Sedimentation and tectonics in the Welsh Basin

W. R. FITCHES and N. H. WOODCOCK1

Department of Geology, University College of Wales, Aberystwyth, Dyfed SY23 3DB, UK
1 Department of Earth Sciences, University of Cambridge, Cambridge CB2 3EQ, UK

Report of a joint meeting of the Tectonic Studies Group and the British Sedimentological Research Group of the Geological Society held at the University College of Wales, Aberystwyth on 10–12 April 1986. The organizers were Dr W. R. Fitches and Dr N. H. Woodcock.

Research into the Early Palaeozoic history of Wales is like that history itself; eventful and rarely quiescent. Recent events have been the lively debate on the tectonics of Anglesey provoked by A. J. Barber and M. D. Max, the exemplary volcanological studies in North Wales by the BGS Snowdonia unit, and the definition of Silurian world stratotypes by members of the Ludlow Research Group. The stimulus for this conference was the recently increased activity in structural and sedimentological research in mainland Wales. Twenty-eight papers were given over the first 2 days, followed by a day of field trips to Snowdonia, the Aberystwyth area, and the Wenlock of eastern Mid-Wales.

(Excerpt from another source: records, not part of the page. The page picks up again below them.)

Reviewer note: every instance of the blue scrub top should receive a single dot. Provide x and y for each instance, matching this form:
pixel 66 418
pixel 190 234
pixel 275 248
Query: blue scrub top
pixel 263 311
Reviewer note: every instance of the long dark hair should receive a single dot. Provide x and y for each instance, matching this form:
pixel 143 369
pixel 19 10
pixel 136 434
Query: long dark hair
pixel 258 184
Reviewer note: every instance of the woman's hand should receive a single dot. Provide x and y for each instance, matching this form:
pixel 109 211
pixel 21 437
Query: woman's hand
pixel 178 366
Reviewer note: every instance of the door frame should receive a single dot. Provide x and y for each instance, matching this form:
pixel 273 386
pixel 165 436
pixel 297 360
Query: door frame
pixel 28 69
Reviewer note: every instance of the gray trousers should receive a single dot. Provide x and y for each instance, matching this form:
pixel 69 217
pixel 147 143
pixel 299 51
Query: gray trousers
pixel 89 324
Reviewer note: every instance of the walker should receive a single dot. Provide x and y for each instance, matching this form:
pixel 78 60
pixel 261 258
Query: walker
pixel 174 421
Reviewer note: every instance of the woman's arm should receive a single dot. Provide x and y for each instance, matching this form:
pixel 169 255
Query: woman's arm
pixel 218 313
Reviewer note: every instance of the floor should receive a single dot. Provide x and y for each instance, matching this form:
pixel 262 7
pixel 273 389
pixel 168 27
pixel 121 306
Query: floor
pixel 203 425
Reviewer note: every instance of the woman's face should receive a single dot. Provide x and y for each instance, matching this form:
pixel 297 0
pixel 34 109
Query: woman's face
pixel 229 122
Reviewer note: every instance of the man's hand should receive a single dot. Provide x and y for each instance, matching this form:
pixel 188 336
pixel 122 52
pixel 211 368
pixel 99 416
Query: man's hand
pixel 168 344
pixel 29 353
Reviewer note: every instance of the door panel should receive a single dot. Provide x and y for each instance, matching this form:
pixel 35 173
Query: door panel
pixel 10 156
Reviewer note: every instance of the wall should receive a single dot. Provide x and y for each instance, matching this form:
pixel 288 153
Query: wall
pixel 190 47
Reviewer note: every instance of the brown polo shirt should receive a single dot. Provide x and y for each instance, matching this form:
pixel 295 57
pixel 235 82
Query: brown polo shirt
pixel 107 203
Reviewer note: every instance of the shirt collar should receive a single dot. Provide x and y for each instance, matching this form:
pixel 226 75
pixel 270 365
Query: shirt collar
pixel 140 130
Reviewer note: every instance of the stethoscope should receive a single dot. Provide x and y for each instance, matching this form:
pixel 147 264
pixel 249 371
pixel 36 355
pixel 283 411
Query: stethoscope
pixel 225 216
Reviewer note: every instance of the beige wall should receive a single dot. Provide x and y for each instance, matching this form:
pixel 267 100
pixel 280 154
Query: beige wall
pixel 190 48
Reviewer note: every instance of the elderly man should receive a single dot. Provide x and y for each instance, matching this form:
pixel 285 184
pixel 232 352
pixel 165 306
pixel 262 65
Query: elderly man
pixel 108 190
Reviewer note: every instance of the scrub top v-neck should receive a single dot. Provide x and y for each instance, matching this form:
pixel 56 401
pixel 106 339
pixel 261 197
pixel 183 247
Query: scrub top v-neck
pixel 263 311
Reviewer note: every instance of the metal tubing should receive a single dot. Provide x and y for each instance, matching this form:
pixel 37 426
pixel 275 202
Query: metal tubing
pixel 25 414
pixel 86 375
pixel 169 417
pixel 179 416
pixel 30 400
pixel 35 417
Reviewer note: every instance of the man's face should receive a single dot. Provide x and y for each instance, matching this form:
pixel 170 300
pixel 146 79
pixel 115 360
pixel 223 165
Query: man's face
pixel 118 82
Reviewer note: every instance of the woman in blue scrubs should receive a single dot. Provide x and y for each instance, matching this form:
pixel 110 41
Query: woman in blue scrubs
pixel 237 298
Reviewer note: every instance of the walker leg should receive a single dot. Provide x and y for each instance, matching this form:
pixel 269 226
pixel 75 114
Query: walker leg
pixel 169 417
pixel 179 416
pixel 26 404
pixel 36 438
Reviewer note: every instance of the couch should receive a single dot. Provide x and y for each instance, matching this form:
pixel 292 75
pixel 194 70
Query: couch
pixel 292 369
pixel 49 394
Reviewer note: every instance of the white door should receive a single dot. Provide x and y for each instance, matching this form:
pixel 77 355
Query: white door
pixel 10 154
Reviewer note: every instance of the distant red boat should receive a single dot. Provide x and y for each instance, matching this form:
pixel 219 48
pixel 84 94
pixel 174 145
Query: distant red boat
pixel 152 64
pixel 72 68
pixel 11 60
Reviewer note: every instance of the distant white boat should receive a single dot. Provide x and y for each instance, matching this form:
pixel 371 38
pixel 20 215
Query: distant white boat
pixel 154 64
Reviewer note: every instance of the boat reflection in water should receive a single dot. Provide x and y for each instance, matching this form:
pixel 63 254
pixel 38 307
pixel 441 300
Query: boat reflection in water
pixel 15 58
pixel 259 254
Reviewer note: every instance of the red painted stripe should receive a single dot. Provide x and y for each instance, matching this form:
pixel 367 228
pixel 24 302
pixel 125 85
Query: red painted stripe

Precambrian events featured in three papers. D. S. Wood concentrated on the evidence for the superficial ‘soft-sediment’ origin of the Gwna melange of Anglesey and postulated a setting predating rather than accompanying the subduction system that produced the Anglesey blueschists. In the later deformation history of Anglesey, D. Carter distinguished two main deformations. A Caledonian event was preceded by one of pre-Arenig or probably pre-Arvonian age, with an unconformity present between the Monian and Lower Palaeozoic rocks. Precambrian sedimentation of the Longmyndian of Salop was described by J. Pauley in terms of a progradational basin fill.